On July 12, 1945, Teetor addressed 200 blind veterans of World War II at the Valley Forge General Hospital, and excerpts were recorded in a press release distributed by the public relations office of the Army. “Remember, you are not handicapped so long as you can think logistically,” Teetor was quoted as saying. “You will be handicapped only if you are slovenly in your thinking.”
“Speedostat” Patent
During World War II, the US government in an attempt to conserve gasoline and prolong rubber tires imposed a national speed limit of thirty-five miles per hour. Drivers found it difficult to stick to such a slow speed. Teetor concluded that most drivers were speeding up and slowing down, wasting gasoline, and that they were also endangering themselves and their passengers constantly shifting their attention from the road to the speedometer. Ralph envisioned a speed control device that could be set to the driver’s chosen speed. He went back to his basement workshop and tinkered with the project. In the spring of 1945, he filed for the first patent on his device. It took several years for Teetor to develop a credible working model, and on the suggestion of his wife, Nellie, he re-named his invention the “Speedostat.”
According to One Man’s Vision:
“By late 1957 Ford, Chevrolet and Chrysler were all testing the Speedostat. Chrysler, however, was the first to commit, offering it on their 1958 Imperial, New Yorker and Windsor models. It proved to be so popular that by the end of 1958 they were offering it on their entire line of new cars.”
Chrysler began to market Teetor’s device as the “Auto Pilot” and soon after Cadillac started to offer the Speedostat as optional equipment of all its new vehicles, electing to call it “Cruise Control.”
In 1963, Perfect Circle became a wholly-owned subsidiary of Dana Corporation, and at age 73, Ralph Teetor retired.
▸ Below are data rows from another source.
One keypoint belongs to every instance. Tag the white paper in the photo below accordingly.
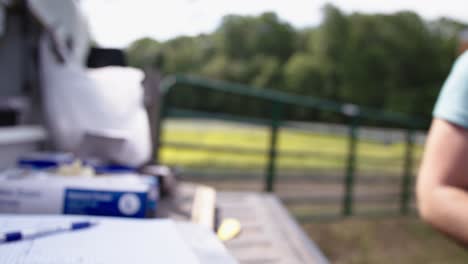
(113, 240)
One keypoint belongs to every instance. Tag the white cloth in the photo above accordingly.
(106, 101)
(65, 21)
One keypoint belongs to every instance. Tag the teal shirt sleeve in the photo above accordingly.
(452, 104)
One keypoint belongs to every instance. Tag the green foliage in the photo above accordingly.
(394, 62)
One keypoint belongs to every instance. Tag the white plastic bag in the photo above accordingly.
(106, 101)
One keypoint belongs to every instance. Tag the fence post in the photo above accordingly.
(161, 114)
(272, 153)
(347, 209)
(406, 185)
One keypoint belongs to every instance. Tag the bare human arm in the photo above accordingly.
(442, 185)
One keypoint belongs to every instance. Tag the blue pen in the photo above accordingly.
(31, 233)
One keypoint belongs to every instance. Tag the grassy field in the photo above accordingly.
(298, 149)
(386, 240)
(389, 239)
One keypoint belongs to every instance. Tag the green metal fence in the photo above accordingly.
(278, 101)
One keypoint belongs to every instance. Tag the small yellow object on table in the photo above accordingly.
(229, 229)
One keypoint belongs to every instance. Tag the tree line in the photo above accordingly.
(392, 62)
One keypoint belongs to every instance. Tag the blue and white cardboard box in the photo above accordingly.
(123, 196)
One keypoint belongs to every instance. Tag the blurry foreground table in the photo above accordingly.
(269, 233)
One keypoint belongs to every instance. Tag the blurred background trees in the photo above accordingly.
(395, 62)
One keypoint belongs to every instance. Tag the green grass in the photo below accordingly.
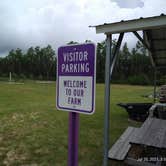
(33, 132)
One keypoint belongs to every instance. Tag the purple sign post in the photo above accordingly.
(76, 78)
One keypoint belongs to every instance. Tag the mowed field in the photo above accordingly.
(34, 133)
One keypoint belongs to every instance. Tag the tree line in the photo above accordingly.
(132, 66)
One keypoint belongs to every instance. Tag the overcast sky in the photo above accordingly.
(26, 23)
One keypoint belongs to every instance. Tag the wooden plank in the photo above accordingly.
(152, 133)
(121, 147)
(134, 162)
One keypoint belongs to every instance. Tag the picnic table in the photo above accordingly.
(150, 136)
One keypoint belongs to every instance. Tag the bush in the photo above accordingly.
(140, 79)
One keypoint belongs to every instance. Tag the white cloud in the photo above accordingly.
(28, 23)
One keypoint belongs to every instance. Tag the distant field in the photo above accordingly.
(33, 132)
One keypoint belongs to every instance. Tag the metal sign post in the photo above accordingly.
(73, 139)
(76, 79)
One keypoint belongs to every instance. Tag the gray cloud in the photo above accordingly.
(29, 23)
(129, 3)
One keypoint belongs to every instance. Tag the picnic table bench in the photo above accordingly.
(151, 135)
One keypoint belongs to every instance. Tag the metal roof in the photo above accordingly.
(154, 30)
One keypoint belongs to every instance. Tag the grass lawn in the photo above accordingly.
(33, 132)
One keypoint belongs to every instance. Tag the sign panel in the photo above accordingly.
(76, 78)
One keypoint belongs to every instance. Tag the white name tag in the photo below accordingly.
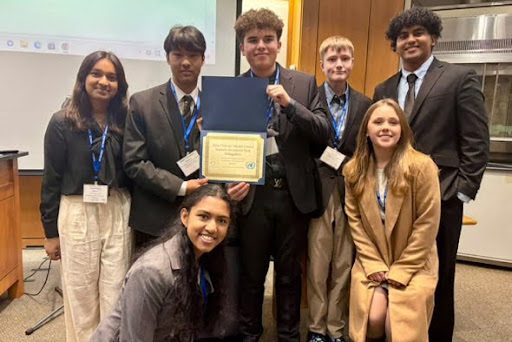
(94, 193)
(271, 146)
(189, 164)
(332, 157)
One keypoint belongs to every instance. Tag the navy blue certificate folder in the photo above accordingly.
(234, 104)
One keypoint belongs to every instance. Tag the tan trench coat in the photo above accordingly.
(405, 247)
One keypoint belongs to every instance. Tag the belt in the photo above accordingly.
(277, 183)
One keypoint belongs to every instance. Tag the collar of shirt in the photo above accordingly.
(403, 86)
(180, 93)
(329, 93)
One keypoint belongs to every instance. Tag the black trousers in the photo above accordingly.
(443, 319)
(273, 226)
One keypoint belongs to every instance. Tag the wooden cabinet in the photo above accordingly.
(364, 22)
(32, 233)
(11, 264)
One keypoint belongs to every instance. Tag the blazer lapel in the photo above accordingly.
(322, 97)
(286, 80)
(434, 72)
(391, 87)
(370, 209)
(353, 105)
(172, 112)
(393, 206)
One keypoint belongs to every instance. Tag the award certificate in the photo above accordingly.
(233, 157)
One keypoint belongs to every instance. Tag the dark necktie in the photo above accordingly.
(340, 100)
(409, 98)
(186, 109)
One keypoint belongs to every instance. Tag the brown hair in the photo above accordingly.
(258, 19)
(337, 43)
(360, 170)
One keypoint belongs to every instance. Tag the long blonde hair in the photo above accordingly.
(360, 170)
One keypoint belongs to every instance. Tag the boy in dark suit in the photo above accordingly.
(330, 246)
(161, 128)
(275, 216)
(446, 112)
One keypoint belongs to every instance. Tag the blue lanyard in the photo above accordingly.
(187, 130)
(339, 124)
(270, 101)
(203, 284)
(382, 201)
(96, 163)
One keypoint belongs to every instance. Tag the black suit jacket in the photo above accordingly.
(357, 107)
(449, 122)
(153, 143)
(298, 133)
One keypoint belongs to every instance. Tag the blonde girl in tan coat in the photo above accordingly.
(393, 208)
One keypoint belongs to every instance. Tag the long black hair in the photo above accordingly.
(79, 109)
(191, 313)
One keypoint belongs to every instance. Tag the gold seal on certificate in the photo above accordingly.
(233, 157)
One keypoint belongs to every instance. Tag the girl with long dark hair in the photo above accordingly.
(84, 201)
(166, 293)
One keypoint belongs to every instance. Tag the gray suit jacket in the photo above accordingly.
(298, 134)
(358, 105)
(450, 124)
(153, 143)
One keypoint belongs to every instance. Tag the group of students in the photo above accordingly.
(343, 182)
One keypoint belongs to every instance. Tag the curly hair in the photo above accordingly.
(258, 19)
(79, 110)
(191, 315)
(414, 16)
(185, 37)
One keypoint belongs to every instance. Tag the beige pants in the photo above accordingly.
(96, 246)
(330, 257)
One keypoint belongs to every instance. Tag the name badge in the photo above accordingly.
(189, 164)
(94, 193)
(332, 157)
(271, 146)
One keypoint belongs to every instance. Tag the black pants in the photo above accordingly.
(443, 319)
(273, 226)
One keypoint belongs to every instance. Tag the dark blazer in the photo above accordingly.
(357, 107)
(450, 124)
(153, 143)
(298, 133)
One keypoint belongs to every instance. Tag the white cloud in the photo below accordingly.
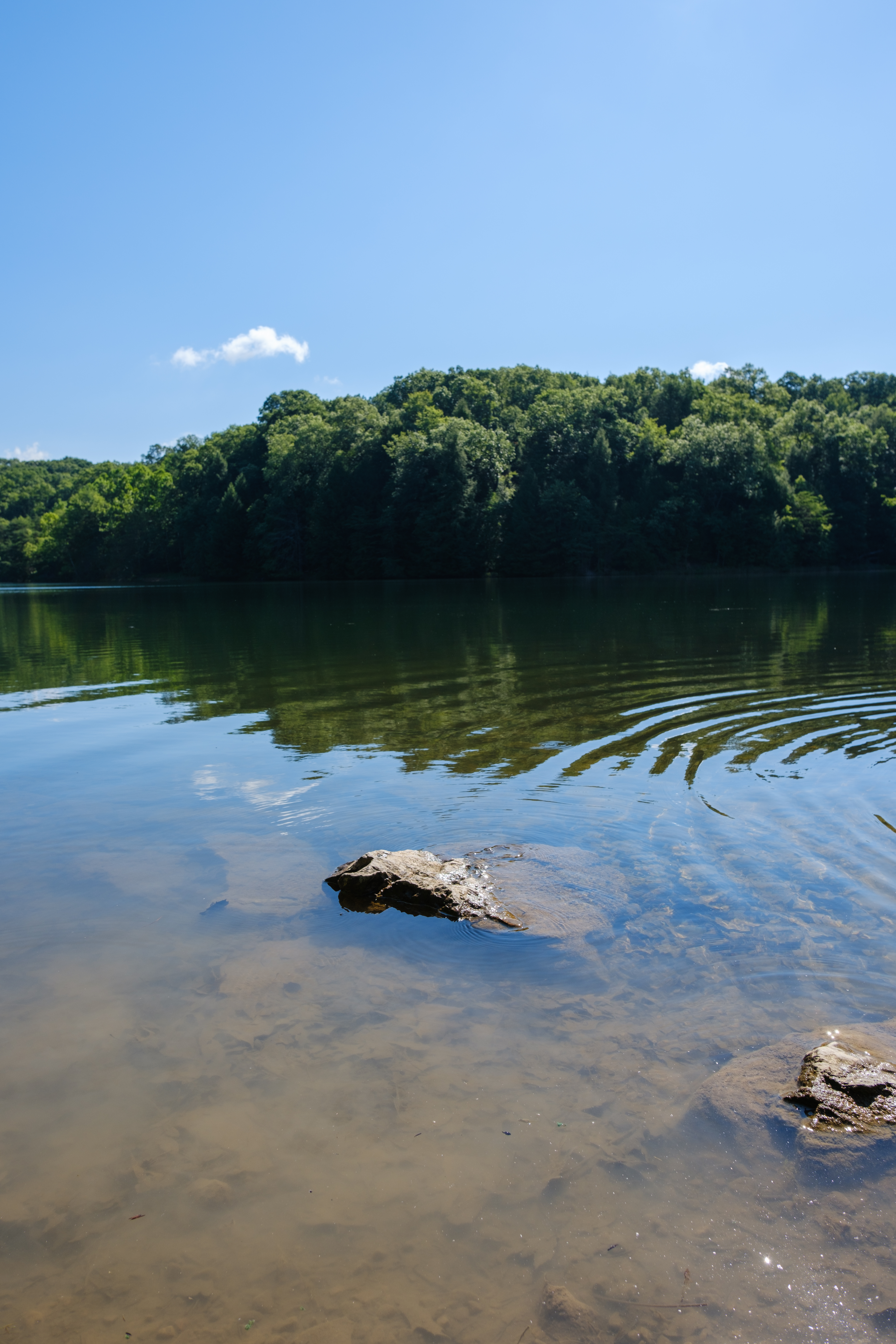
(707, 371)
(257, 343)
(27, 455)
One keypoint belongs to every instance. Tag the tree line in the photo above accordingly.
(507, 471)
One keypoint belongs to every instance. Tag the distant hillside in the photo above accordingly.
(468, 472)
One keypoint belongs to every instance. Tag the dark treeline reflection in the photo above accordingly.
(487, 675)
(472, 472)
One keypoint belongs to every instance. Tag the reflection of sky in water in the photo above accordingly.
(705, 806)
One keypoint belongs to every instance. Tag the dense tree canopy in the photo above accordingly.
(496, 471)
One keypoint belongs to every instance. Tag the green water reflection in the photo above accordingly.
(486, 677)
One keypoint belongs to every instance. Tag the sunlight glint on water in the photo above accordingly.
(230, 1104)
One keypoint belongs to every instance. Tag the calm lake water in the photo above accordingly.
(232, 1105)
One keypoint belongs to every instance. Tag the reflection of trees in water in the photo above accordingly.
(495, 677)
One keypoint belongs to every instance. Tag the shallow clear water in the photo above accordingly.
(345, 1127)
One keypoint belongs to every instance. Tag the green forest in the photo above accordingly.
(469, 472)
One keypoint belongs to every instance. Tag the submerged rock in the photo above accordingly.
(566, 1318)
(421, 884)
(846, 1088)
(840, 1122)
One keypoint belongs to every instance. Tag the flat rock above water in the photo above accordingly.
(421, 884)
(844, 1088)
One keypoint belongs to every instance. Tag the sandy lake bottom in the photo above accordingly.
(233, 1108)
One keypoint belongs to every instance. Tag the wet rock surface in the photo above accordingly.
(421, 884)
(844, 1088)
(765, 1116)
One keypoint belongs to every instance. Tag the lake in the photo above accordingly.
(232, 1105)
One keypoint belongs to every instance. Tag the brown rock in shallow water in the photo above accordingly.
(420, 882)
(753, 1099)
(843, 1088)
(565, 1316)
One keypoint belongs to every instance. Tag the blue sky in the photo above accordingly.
(585, 186)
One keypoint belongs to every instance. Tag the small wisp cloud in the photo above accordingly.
(27, 455)
(707, 371)
(258, 343)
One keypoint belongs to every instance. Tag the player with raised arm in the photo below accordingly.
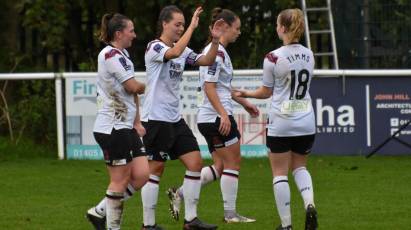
(287, 75)
(216, 122)
(168, 136)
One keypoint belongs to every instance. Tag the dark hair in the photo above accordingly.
(218, 13)
(293, 21)
(110, 23)
(166, 15)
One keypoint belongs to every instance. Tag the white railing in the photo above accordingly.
(250, 72)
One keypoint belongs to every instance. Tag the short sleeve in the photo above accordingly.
(156, 51)
(119, 66)
(212, 72)
(268, 69)
(190, 56)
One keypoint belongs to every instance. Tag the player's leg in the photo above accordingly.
(209, 174)
(191, 191)
(280, 159)
(119, 177)
(301, 148)
(149, 193)
(139, 176)
(116, 148)
(229, 182)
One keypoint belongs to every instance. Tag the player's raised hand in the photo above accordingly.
(218, 29)
(239, 93)
(196, 17)
(252, 109)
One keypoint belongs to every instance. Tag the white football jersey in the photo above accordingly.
(115, 107)
(221, 72)
(289, 70)
(162, 98)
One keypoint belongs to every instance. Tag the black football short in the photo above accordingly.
(298, 144)
(167, 140)
(121, 146)
(213, 136)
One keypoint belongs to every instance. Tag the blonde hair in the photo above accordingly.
(110, 23)
(293, 22)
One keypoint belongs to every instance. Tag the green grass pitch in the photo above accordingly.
(350, 193)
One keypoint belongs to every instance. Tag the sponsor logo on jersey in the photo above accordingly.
(176, 71)
(221, 54)
(111, 54)
(157, 47)
(212, 69)
(272, 57)
(123, 62)
(191, 59)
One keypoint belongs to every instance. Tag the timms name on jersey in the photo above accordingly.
(221, 73)
(288, 70)
(162, 98)
(115, 107)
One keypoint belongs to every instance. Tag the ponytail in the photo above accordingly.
(293, 22)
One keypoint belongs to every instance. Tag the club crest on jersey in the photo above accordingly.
(176, 71)
(191, 59)
(272, 58)
(123, 62)
(212, 69)
(111, 54)
(158, 48)
(221, 54)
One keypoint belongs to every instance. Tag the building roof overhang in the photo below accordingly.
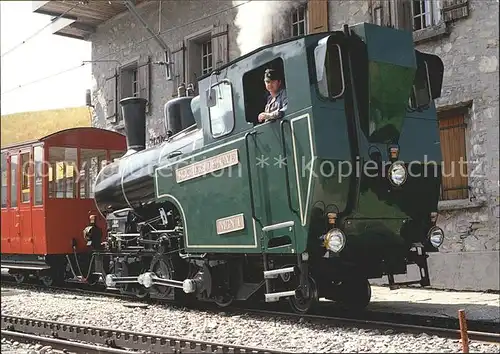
(79, 19)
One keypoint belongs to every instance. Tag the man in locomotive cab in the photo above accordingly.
(277, 100)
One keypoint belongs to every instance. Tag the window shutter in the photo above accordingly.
(220, 45)
(318, 16)
(454, 9)
(381, 13)
(281, 26)
(403, 15)
(143, 73)
(110, 93)
(178, 66)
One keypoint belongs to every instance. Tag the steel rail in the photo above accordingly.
(120, 339)
(490, 337)
(484, 336)
(75, 347)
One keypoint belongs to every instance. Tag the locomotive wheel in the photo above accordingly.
(46, 280)
(224, 300)
(19, 277)
(302, 305)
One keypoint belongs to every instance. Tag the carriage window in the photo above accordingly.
(220, 103)
(25, 177)
(91, 162)
(421, 92)
(115, 154)
(38, 158)
(13, 180)
(62, 172)
(4, 181)
(329, 70)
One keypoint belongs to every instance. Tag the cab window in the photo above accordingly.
(329, 71)
(221, 112)
(38, 190)
(62, 172)
(13, 180)
(4, 180)
(421, 93)
(91, 162)
(25, 177)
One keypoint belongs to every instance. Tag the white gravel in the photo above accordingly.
(265, 332)
(14, 347)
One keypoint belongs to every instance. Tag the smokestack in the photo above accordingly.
(134, 117)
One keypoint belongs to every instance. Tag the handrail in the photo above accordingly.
(287, 178)
(250, 185)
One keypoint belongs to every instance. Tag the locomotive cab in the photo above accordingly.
(310, 205)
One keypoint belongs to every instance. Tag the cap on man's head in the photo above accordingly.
(271, 74)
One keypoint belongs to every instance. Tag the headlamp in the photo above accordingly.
(436, 236)
(397, 174)
(334, 240)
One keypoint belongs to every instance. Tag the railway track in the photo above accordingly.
(90, 339)
(391, 326)
(410, 323)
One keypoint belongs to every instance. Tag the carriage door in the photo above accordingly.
(25, 202)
In 1995, one hundred years after the Railway Cycle Manufacturing Company was started, its last factory door in Hagerstown, Indiana, closed.
Ralph Teetor died on February 15, 1982, though shortly before then he was asked by another of the Speedostat’s engineers, Jack Swoveland, about the legacy of his greatest industrial invention.
“Look at all the lives it has touched, the jobs it has provided, not only at Perfect Circle, but suppliers, mechanics, and others, and the pleasure and added safety it has brought to so many drivers. That gives me a lot of satisfaction.”
Brian D’Ambrosio is at work on a book about “American Eccentrics.”